Pietro era coperto di peli dal dorso dei piedi fino alla testa, come tutti i cafoni rasava la barba una volta a settimana, il sabato. La pelle scurita dal sole, le sopracciglia folte, gli occhi neri. Aveva perso i denti davanti, quelli che rimanevano erano neri di carie e gialli di fumo, fumava Alfa, le sigarette italiane più pesanti.
Un cristone possente, agile e inesauribile, saliva sugli alberi, caricava due sacchette di patate per volta, tirava il vomere al posto della vacca. Da capo paranza faceva tirare il collo a tutti, tirava di zappa pesante come fosse un fuscello, rovesciava la terra come stesse maneggiando il peso di una cucchiaiata.
Dal riso facile, bofonchiava monosillabi, due figli maschi e una moglie docile dolce, i denti davanti mancavano a tutti, i figli erano negli anni del ricambio, ma le carie erano pronte a prendersi anche i nuovi.
Dai morti a pasqua si trasferiva in Germania, la stagione del caldo in Italia, tirar fuori agli e cipolle, scavare patate, raccogliere pomodori, nocciole, arachidi, granturco, infine vendemmia, vinificazione e partenza per i cantieri di Dusseldorf, Koln, Frankfurt, Stuttgard, Munchen.
Non beveva acqua, “si accumula nelle spalle” diceva, beveva vino, il suo, lo ricavava mettendo assieme aglianica, tingitora e foggiano, ne ricava un vino da 12°, in una giornata di scavo ne beveva una damigiana da cinque litri, negli altri giorni, quelli del lavoro meno faticoso, ne ingurgitava solo un boccione da due.
In quindici anni tirò su la casa e comprò un terreno, da bracciante passò a contadino, il terreno lo coltivava la moglie con l’aiuto dei figli, lui ci andava la domenica e tutte le feste comandate, ci passava all’alba alle sei, prima di andare alla giornata, ci ritornava la sera, quando questa finiva, ne approfittava per innaffiare, che col fresco è la condizione migliore.

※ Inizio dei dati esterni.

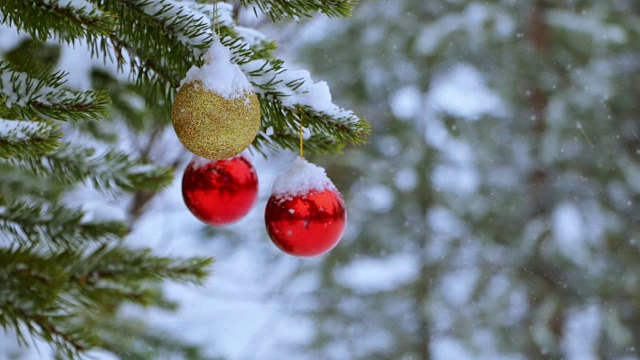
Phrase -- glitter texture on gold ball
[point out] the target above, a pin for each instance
(211, 126)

Continuò a fare lo stagionale in Germania, il primo figlio studiò, prese il diploma di perito meccanico e trovò posto di operaio specializzato all’Alfa sud, il secondo aveva un ritardo mentale, si fermò alla licenza elementare e si ritrovò nella stessa fabbrica di automobili come manovale generico.
All’inizio dei 70 il terreno fu espropriato per realizzare una scorrimento veloce in mezzo a una vasta area commerciale, lui non si arrese, comprò un altro terreno più lontano dal centro abitato e continuò a correre sulla terra morbida dei raccolti, sulle scale della vendemmia, sulle impalcature dei cantieri, sulla bici mattina e sera, sotto gli alberi di nocciole, sugli alberi di fichi, poi tutto a un tratto si fermò.
Si fermo in un letto di ospedale, un cancro al fegato, uscì e ci ritornò, non era più lui, la pelle si schiarì, stava seduto davanti casa, salutava i passanti con un cenno della testa.
“Aggia furnute e juorne”, rispondeva a chi domandava come stava.
Aveva 55 anni, lo stato risparmiò una pensione.